Lettera del consumatore

24 novembre 2001
Domanda 24 novembre 2001
Tipo_Form - CONSIGLI
RICHIESTA - Salve io ho telefonato al 187 il 28 settembre per chiedere una linea telefonica in campagna, dopo varie vicissitudini mi avvertono telefonicamente di pagare un certo importo visto che necessitano tra l'altro un certo numero di pali per far fluire il filo telefonico, tutto in un giorno il 14 novembre il giorno dopo pago l'importo richiestomi e mando il fax del pagamento a distanza di qualche giorno telefono ancora al 187 per sapere della data di inizio lavori e mi dicono che in questi casi per opere fuori dal centro abitato non c'e' un termine per la consegna dei lavori insomma il contratto stando a quello che dicono loro non presenta una clausola sul tempo max per effettuare i lavori; forse li faranno l'anno nuovo "lei sa come vanno queste cose" questo e' quello che mi sono sentito dire. Io chiedo a voi se realmente bisogna aspettare i comodi della Telecom dopo aver sborsato circa 1.400.000 e restare a bocca aperta aspettando i comodi loro.

Risposta ADUC
E' vero che se i lavori dovessero essere eseguiti ex novo, non e' previsto un termine prefissato da contratto. Questo, pero', non vuol dire che Telecom possa fare cio' che crede, ma solo che non e' previsto un termine contrattuale. Conseguentemente, lei ha diritto a pretendere -inviando una raccomandata A/R- l'esecuzione dettando un termine di giorni (30gg.) entro cui provvedere all'esecuzione dei lavori, avvisando che in difetto li riterra' inadempienti, rivolgendosi al giudice di pace e riservandosi di chiedere il rimborso del danno.

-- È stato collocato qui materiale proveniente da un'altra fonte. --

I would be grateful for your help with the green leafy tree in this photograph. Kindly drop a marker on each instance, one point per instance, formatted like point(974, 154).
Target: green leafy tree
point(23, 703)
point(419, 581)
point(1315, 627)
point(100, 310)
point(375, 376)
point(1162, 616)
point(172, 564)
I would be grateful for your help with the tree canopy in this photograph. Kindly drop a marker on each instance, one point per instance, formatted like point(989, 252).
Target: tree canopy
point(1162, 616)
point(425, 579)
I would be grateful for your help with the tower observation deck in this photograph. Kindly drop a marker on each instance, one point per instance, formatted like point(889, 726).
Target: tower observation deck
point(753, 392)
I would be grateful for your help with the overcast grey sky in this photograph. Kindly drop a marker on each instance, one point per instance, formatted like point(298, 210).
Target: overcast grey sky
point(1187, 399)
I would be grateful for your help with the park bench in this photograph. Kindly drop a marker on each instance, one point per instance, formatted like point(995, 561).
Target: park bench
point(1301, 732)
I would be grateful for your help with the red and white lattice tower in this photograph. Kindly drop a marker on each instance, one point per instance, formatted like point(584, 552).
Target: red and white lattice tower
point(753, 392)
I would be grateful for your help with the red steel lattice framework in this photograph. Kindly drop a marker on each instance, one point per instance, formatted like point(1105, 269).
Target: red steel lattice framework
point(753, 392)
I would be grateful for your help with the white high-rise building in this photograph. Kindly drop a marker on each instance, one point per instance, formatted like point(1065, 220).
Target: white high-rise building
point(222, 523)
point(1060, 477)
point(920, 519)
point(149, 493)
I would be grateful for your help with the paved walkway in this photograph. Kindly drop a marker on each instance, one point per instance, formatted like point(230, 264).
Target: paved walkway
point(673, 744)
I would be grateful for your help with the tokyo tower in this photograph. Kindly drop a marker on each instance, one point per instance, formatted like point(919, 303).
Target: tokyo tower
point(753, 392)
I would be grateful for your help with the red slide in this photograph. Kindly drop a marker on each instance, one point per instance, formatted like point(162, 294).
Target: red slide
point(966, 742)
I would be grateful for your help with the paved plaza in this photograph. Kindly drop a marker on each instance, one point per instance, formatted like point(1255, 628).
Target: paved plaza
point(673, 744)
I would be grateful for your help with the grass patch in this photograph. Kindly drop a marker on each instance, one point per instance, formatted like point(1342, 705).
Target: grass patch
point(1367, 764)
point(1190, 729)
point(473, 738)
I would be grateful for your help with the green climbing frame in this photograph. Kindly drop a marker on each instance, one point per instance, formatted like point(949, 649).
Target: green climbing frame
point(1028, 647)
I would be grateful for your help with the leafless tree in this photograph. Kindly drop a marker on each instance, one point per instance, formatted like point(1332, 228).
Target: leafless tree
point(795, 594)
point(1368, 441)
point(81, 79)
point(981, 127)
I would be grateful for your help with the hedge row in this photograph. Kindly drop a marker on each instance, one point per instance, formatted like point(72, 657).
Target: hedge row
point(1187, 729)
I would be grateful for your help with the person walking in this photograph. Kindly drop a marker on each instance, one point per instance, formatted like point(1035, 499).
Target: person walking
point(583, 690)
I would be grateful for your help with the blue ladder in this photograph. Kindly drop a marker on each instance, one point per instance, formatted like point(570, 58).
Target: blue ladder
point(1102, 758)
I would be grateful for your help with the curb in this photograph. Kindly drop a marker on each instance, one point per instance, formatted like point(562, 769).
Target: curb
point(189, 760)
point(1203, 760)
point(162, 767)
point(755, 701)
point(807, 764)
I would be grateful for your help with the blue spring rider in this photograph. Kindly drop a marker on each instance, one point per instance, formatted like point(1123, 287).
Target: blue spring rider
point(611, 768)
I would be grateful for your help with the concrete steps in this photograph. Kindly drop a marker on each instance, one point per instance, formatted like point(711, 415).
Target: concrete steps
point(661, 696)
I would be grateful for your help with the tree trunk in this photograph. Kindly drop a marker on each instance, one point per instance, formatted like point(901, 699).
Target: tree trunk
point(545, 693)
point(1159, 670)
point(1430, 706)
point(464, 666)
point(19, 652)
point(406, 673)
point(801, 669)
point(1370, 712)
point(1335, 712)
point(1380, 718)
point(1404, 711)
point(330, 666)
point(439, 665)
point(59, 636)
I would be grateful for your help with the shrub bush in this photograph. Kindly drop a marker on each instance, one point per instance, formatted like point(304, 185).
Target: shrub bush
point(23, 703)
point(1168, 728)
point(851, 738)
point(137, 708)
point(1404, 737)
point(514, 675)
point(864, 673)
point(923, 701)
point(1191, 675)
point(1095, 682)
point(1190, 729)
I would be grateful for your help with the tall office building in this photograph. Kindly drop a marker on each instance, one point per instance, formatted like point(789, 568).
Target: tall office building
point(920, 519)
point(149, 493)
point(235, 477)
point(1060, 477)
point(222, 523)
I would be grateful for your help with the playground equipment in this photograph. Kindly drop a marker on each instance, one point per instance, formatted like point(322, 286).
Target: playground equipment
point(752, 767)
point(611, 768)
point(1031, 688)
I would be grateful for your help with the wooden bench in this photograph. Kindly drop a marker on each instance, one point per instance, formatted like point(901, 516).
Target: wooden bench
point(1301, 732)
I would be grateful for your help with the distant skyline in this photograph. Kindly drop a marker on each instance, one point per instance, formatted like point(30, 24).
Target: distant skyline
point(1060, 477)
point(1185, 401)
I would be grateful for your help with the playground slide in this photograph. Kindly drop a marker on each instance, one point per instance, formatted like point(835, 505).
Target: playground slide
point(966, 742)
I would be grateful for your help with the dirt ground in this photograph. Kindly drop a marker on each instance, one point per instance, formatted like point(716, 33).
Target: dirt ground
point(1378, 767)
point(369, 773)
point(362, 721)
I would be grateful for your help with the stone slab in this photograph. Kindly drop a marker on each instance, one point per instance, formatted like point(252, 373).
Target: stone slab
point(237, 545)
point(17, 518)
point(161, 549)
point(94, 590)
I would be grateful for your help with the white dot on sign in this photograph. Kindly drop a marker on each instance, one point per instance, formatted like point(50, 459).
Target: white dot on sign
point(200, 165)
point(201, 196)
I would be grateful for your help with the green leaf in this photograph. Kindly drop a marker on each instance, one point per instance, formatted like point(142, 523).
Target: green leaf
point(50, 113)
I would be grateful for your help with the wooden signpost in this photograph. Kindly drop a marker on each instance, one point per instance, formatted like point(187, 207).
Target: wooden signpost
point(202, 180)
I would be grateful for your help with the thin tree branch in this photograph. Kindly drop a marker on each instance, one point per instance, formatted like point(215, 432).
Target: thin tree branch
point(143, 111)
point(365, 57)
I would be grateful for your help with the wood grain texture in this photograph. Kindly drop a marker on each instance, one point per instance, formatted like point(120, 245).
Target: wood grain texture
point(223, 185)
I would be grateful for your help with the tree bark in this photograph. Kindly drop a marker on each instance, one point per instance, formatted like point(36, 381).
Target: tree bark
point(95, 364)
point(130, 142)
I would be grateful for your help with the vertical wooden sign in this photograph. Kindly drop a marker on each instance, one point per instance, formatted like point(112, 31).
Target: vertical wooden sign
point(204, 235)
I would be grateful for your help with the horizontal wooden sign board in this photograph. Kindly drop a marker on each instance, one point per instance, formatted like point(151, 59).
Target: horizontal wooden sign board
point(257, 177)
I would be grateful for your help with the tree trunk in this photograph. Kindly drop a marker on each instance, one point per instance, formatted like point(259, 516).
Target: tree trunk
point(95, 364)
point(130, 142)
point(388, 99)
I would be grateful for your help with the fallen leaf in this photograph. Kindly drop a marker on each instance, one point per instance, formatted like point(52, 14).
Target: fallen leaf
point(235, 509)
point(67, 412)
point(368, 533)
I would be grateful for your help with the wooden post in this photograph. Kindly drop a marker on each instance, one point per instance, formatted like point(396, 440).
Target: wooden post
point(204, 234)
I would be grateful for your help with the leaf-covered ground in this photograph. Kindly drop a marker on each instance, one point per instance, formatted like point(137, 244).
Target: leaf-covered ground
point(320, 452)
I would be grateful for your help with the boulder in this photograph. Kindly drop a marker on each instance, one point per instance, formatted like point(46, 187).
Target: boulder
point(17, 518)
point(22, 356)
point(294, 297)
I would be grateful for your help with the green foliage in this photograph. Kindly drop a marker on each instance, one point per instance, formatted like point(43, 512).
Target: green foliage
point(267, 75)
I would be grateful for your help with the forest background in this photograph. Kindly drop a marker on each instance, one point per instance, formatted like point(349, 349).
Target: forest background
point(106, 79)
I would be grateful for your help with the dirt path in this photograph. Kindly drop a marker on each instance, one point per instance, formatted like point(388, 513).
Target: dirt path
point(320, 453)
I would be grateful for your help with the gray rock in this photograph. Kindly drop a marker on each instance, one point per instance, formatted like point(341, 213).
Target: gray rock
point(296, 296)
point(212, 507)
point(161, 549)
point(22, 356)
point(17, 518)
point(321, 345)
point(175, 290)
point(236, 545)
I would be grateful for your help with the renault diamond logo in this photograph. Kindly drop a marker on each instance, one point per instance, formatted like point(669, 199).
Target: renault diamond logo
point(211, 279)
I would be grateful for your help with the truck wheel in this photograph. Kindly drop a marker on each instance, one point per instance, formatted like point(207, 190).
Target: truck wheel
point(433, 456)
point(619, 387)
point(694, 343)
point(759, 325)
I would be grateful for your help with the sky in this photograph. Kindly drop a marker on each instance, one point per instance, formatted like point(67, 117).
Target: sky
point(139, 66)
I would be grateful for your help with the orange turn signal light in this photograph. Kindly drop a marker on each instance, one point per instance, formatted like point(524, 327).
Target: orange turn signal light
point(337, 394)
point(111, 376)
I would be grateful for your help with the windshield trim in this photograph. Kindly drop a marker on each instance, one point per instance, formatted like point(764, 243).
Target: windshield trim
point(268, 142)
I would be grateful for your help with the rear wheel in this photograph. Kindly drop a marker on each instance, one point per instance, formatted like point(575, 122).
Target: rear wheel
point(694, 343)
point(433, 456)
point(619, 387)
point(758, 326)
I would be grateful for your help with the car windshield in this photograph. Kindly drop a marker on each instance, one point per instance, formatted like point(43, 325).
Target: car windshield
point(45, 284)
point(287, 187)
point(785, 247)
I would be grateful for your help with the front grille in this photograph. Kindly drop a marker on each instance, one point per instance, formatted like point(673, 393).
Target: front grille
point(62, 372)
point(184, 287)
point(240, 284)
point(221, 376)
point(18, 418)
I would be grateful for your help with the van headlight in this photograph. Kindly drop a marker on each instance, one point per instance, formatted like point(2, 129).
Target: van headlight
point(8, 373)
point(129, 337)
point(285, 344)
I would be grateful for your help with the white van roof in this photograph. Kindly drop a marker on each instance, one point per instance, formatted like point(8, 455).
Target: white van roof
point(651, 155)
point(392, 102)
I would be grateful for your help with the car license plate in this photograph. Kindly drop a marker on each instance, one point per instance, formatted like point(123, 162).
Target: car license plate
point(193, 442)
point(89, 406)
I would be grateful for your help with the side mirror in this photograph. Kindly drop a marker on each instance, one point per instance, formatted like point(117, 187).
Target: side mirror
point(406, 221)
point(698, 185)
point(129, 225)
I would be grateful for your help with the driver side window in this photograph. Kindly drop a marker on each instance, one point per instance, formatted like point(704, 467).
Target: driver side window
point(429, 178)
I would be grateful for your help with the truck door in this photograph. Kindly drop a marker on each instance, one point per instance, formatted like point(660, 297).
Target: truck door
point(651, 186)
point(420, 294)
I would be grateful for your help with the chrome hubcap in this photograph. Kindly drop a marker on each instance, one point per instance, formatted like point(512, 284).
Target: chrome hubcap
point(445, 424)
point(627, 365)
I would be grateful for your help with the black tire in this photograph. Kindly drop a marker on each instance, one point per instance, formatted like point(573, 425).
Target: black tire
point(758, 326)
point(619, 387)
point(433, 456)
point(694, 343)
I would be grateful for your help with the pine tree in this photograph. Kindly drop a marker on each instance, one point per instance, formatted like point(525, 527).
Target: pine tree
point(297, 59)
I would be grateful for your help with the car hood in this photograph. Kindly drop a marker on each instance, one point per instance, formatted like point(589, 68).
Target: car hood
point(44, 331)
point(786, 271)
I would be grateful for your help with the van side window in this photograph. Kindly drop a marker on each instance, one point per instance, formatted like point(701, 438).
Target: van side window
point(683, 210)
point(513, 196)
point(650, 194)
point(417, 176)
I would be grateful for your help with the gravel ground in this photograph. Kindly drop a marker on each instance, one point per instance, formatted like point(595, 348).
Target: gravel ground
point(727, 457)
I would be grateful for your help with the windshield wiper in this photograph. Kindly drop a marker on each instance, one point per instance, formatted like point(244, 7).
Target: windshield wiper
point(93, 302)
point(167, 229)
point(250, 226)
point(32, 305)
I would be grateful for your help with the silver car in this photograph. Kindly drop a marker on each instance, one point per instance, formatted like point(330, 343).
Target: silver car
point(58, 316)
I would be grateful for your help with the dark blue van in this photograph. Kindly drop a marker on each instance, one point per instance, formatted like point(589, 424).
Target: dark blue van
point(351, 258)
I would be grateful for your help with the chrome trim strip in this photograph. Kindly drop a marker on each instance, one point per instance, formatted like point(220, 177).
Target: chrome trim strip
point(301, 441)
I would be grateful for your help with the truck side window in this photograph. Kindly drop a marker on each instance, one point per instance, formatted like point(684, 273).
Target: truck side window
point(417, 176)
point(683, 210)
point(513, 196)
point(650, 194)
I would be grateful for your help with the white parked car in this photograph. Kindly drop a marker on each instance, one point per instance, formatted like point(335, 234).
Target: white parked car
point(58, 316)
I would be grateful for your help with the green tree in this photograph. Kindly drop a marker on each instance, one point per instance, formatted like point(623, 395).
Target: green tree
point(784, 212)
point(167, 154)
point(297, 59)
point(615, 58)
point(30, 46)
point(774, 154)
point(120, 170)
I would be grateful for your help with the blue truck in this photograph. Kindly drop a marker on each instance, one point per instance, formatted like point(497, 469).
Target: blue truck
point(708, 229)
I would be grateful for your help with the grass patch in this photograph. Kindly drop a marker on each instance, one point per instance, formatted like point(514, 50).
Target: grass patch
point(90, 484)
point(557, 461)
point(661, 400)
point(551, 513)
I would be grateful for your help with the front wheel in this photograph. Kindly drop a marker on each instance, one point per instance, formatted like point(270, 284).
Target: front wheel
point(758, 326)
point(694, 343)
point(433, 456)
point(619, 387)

Decorso il termine potra' rivolgersi al giudice, il quale si esprimera' in merito al ritardo e -se lo riterra' illegittimo e non giustificato- condannera' Telecom alla rifusione del danno. Se invece il ritardo risultasse motivato, allora perderebbe lei (ma e' difficile dirlo prima di aver ottenuto una risposta alla raccomandata ed aver rilevato come loro giustifichino tempi cosi' lunghi).